Branch Prediction: Why an if Inside a Hot Loop Costs Milliseconds

Hot loops with unpredictable branches can waste millions of cycles on pipeline flushes. Same Big-O, different wall-clock time: the CPU does not execute one instruction at a time; it pipelines work and speculates on branches. When speculation is wrong, the pipeline is cleared. This log is about making branches predictable or removing them on critical paths.

Pipelining: the CPU assembly line

Modern CPUs overlap stages of instruction handling:

Fetch
Decode
Execute
Write-back

While one instruction executes, the next may already be decoded and the one after that fetched. Throughput stays high when the instruction stream is steady.

The pipeline wants a straight path. A branch is a fork: the CPU must know which instructions come next before it can keep the pipe full.

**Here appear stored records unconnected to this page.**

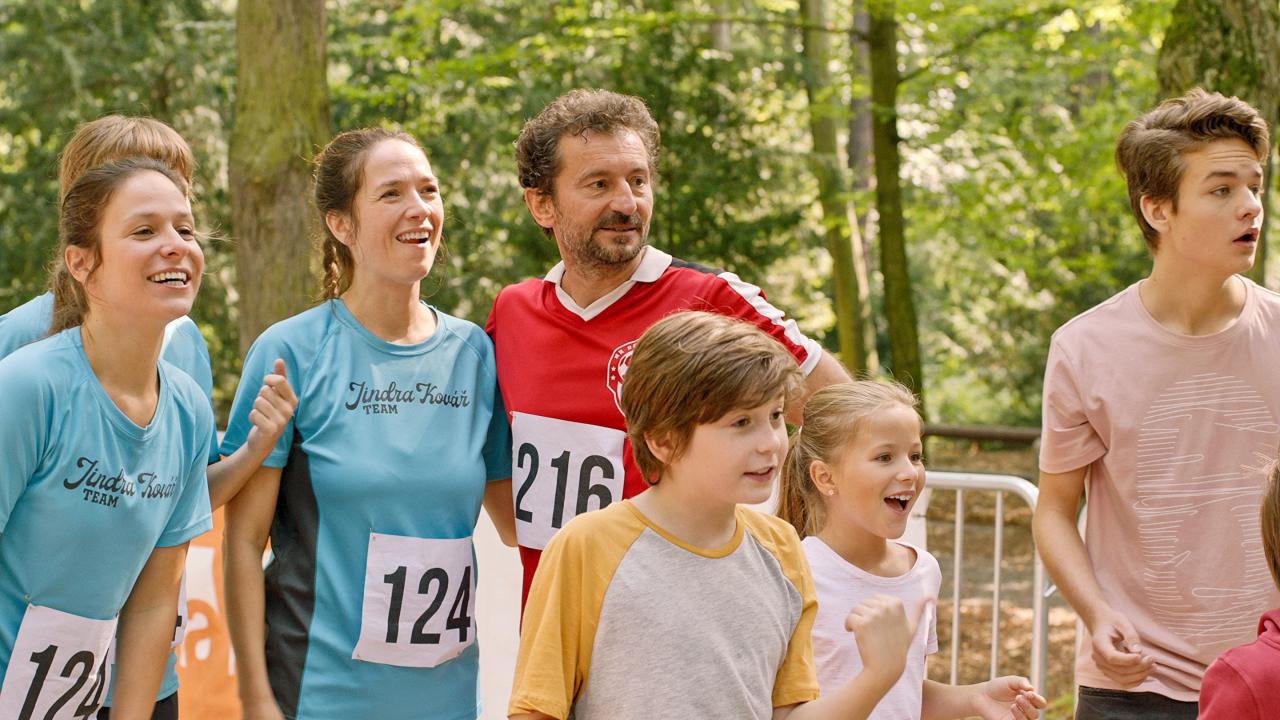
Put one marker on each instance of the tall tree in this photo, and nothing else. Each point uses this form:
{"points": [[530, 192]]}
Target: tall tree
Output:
{"points": [[1229, 46], [282, 118], [854, 327], [899, 304]]}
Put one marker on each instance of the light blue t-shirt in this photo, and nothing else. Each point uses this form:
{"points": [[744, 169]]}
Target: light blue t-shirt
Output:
{"points": [[387, 440], [183, 346], [86, 495]]}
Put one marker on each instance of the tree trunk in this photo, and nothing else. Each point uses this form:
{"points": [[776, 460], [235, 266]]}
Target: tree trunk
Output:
{"points": [[1228, 46], [840, 224], [860, 121], [282, 118], [899, 306]]}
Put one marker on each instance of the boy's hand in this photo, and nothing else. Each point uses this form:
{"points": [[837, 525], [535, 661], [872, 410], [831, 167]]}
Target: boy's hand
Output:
{"points": [[1116, 650], [272, 410], [883, 633], [1008, 698]]}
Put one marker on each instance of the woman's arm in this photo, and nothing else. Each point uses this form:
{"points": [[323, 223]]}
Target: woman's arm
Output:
{"points": [[273, 408], [248, 520], [145, 633], [502, 510]]}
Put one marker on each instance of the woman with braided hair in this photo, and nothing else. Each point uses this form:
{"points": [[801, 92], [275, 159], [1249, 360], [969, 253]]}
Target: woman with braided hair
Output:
{"points": [[371, 495]]}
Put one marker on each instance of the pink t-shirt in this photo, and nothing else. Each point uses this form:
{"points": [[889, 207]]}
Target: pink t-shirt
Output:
{"points": [[1175, 431], [840, 587]]}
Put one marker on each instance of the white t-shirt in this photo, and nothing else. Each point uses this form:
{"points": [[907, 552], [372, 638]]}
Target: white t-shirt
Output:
{"points": [[842, 586]]}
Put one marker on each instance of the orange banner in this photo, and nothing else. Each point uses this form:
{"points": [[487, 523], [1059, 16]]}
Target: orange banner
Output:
{"points": [[206, 665]]}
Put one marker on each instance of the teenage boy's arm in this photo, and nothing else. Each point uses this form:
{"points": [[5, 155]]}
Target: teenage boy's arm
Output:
{"points": [[883, 633], [1002, 698], [1116, 647], [827, 372], [273, 408]]}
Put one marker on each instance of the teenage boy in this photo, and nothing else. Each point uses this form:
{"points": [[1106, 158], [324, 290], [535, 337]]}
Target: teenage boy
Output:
{"points": [[1244, 682], [680, 602], [1160, 402]]}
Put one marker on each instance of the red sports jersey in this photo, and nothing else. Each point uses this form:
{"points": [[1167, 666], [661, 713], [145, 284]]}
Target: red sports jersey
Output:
{"points": [[561, 369]]}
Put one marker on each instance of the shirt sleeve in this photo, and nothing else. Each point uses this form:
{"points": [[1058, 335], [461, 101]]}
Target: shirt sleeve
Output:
{"points": [[798, 677], [259, 363], [1225, 695], [740, 299], [191, 514], [23, 436], [556, 633], [1068, 438]]}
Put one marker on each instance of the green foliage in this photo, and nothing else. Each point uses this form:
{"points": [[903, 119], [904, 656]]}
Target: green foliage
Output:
{"points": [[65, 63], [1015, 217]]}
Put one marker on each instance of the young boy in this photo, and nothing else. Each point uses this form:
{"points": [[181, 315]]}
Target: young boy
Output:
{"points": [[1165, 397], [679, 602], [1246, 679]]}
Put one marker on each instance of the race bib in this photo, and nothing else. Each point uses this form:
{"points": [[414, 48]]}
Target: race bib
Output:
{"points": [[179, 629], [561, 469], [59, 666], [419, 607]]}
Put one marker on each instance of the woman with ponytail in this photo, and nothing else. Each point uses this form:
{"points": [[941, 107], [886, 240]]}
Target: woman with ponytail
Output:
{"points": [[371, 495], [114, 137], [105, 450]]}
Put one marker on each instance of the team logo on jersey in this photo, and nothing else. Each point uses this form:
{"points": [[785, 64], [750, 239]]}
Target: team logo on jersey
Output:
{"points": [[388, 400], [104, 487], [617, 372]]}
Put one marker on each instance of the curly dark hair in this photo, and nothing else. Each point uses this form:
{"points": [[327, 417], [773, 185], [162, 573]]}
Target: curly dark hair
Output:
{"points": [[576, 113]]}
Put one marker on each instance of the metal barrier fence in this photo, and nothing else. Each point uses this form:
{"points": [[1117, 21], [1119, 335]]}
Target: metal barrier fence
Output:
{"points": [[1001, 484]]}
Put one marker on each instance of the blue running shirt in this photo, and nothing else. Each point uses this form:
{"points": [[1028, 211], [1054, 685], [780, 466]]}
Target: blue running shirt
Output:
{"points": [[85, 493], [183, 346], [384, 466]]}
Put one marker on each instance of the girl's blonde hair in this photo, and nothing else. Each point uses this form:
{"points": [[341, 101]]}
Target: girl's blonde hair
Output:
{"points": [[831, 418]]}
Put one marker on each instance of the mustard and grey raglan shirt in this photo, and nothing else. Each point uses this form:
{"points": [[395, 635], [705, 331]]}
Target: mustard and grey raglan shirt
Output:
{"points": [[626, 621]]}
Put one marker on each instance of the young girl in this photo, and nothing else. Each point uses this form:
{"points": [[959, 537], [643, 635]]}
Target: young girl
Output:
{"points": [[851, 477], [103, 482]]}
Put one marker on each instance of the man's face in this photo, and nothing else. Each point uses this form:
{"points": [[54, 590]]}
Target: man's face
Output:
{"points": [[1219, 210], [600, 199]]}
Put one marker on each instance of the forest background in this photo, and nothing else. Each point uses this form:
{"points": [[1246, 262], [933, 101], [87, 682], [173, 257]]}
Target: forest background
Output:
{"points": [[927, 186]]}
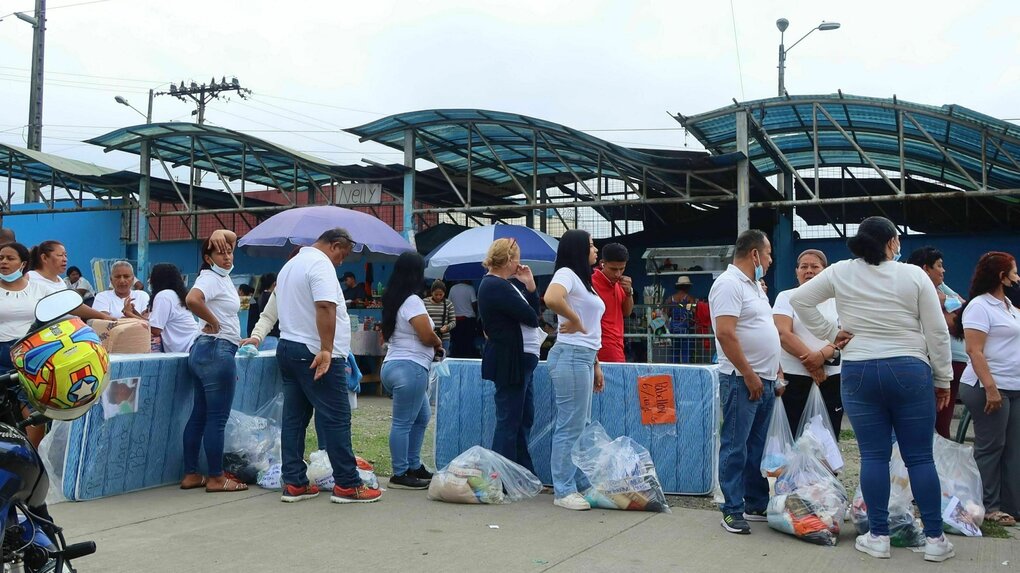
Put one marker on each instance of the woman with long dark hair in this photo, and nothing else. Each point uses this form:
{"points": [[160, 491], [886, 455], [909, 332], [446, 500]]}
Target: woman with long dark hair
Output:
{"points": [[990, 383], [573, 364], [168, 317], [412, 348], [508, 305], [896, 372], [214, 301]]}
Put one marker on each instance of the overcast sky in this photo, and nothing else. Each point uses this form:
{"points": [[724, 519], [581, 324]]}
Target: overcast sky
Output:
{"points": [[602, 66]]}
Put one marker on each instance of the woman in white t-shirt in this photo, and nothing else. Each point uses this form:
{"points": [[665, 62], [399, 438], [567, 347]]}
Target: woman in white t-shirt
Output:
{"points": [[214, 301], [573, 364], [989, 385], [169, 319], [17, 312], [412, 347], [805, 359]]}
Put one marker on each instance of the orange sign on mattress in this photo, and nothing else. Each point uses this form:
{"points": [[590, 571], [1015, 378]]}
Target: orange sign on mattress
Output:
{"points": [[655, 395]]}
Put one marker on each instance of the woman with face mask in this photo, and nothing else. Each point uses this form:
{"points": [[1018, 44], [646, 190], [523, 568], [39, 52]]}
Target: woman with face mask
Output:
{"points": [[896, 372], [214, 301], [17, 312]]}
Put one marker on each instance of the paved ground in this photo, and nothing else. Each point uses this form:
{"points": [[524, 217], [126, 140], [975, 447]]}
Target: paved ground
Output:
{"points": [[167, 529]]}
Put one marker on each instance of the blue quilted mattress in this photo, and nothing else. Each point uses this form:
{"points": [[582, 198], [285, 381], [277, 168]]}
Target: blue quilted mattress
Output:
{"points": [[113, 455], [684, 453]]}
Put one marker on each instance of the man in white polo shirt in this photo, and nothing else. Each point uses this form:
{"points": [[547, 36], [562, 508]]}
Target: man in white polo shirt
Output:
{"points": [[314, 342], [748, 345]]}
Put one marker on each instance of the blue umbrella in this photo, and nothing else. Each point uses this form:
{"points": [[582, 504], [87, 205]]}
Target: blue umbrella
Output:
{"points": [[278, 235], [460, 258]]}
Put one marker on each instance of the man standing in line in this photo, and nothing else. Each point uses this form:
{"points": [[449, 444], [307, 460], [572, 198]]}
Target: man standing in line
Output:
{"points": [[465, 306], [616, 290], [314, 342], [748, 344]]}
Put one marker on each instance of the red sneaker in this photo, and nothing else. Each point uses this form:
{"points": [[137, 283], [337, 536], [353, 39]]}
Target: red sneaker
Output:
{"points": [[293, 493], [360, 495]]}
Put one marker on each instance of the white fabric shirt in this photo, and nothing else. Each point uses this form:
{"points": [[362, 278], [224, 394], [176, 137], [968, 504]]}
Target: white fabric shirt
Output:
{"points": [[177, 325], [1001, 321], [792, 364], [587, 305], [462, 296], [405, 344], [733, 294], [222, 300], [17, 310], [111, 304], [52, 285], [891, 310], [307, 278]]}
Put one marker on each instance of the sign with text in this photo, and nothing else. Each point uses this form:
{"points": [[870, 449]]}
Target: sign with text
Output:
{"points": [[359, 194], [655, 394]]}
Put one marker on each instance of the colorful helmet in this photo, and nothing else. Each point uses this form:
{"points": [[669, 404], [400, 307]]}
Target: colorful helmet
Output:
{"points": [[63, 368]]}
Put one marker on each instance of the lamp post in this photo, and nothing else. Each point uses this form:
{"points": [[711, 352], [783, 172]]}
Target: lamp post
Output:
{"points": [[782, 24], [143, 194]]}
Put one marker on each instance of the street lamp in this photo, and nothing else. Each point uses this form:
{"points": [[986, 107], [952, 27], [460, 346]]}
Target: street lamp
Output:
{"points": [[782, 24]]}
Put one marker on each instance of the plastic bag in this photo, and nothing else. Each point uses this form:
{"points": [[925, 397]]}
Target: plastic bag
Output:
{"points": [[963, 502], [482, 476], [809, 502], [620, 470], [778, 441], [815, 423]]}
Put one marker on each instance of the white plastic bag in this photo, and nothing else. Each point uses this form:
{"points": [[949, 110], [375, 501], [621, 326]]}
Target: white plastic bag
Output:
{"points": [[482, 476], [778, 441], [620, 470]]}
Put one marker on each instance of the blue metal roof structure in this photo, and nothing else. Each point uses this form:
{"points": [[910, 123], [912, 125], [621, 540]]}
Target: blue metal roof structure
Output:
{"points": [[950, 144]]}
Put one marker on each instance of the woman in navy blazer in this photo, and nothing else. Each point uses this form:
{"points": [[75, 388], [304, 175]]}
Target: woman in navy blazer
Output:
{"points": [[508, 305]]}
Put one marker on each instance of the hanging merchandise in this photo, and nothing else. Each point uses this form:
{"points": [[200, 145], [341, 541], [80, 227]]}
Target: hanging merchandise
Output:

Branches and the branch predictor

Evaluating data[i] >= 128 takes clock cycles. The pipeline cannot always wait idle.

Branch prediction: hardware guesses which way the branch will go and speculatively executes down that path. If the guess is right, work is already in flight. If wrong, that work is discarded.

Misprediction: pipeline flush

When the guess is wrong:

Speculative results are thrown away.
The pipeline is flushed.
Correct instructions are fetched and the pipe refills.

Cost: on many cores, a mispredict is often on the order of 10 to 20 cycles (architecture-dependent). In a loop of 1,000,000 iterations with random branch outcomes, mispredictions dominate.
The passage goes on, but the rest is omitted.